In their methodological critique, Sue White and colleagues identify ACEs as a ‘chaotic concept’, with an unstable knowledge base, and overextrapolation from small effect sizes in some key studies. They also firmly identify that the way in which the ACEs focus on intra-familial relations is at the expense of considering poverty and hardship as causal in poor health and education outcomes. The links between ACEs and material deprivation are noted in epidemiological contributions too. The associated gendered, classed and raced prejudices in ACEs thinking are drawn out in other contributions. Macvarish and Lee identify the way that ACEs discourse is heavily gendered, with mothers positioned as deterministic mediators for their children with little consideration of their own adversities. Davidson and Carlin consider class-based inequalities and values in resilience-informed youth policy and practice in the ‘ACE-aware’ nation of Scotland, to unpack the way that injustice is reframed as individual deficiency and young people in deprived areas are assessed and held to account against middle class social values. They call for policies that change circumstances rather than individuals. Joy and Beddoe provide a telling discussion of the way that ACE checklist items are differentially impacted by race/ethnicity, using the example of criminal behaviour and sentencing, within the cultural context of Aotearoa New Zealand. As they remark, the ACEs protocol fails to consider societal processes, with entanglements of ACEs with poverty, racism and colonisation. They call for a more humanistic approach to family support policy and practice.

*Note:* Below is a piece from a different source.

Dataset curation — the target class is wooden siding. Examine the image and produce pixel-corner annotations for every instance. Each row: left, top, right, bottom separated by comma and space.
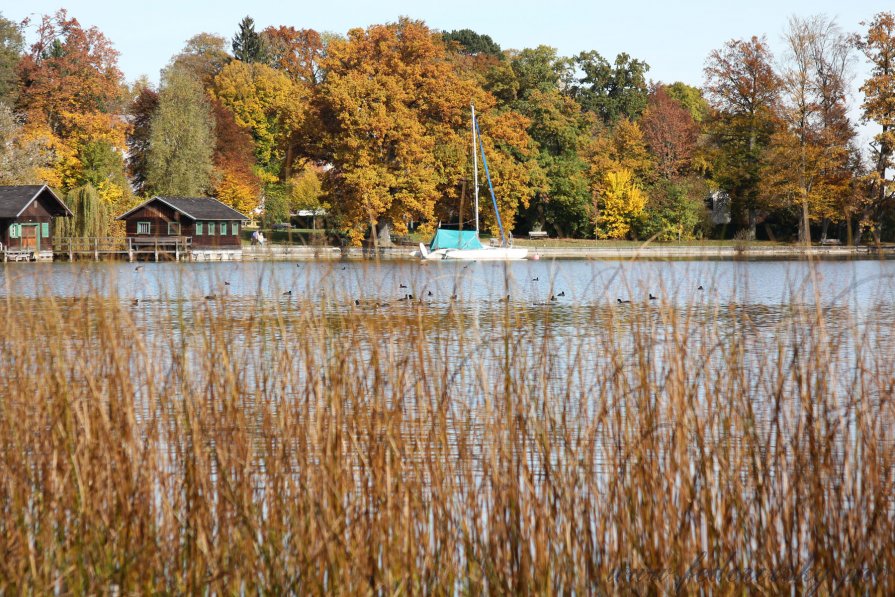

In conclusion, ACEs are invoked in policy and practice in contrasting ways. The focus can be on strengthening families, or ensuring services take clients’ complete social history. Epidemiologists stress that their focus primarily is on understanding the mechanisms underlying chronic non-communicable diseases of late adulthood at the level of population probabilities, whilst, in social and education services for children, ACEs are invoked to indicate the possibility of risk and the need for intervention at the individual level. These tensions mean that ACE narratives are often highly moralised and create new arenas for state action.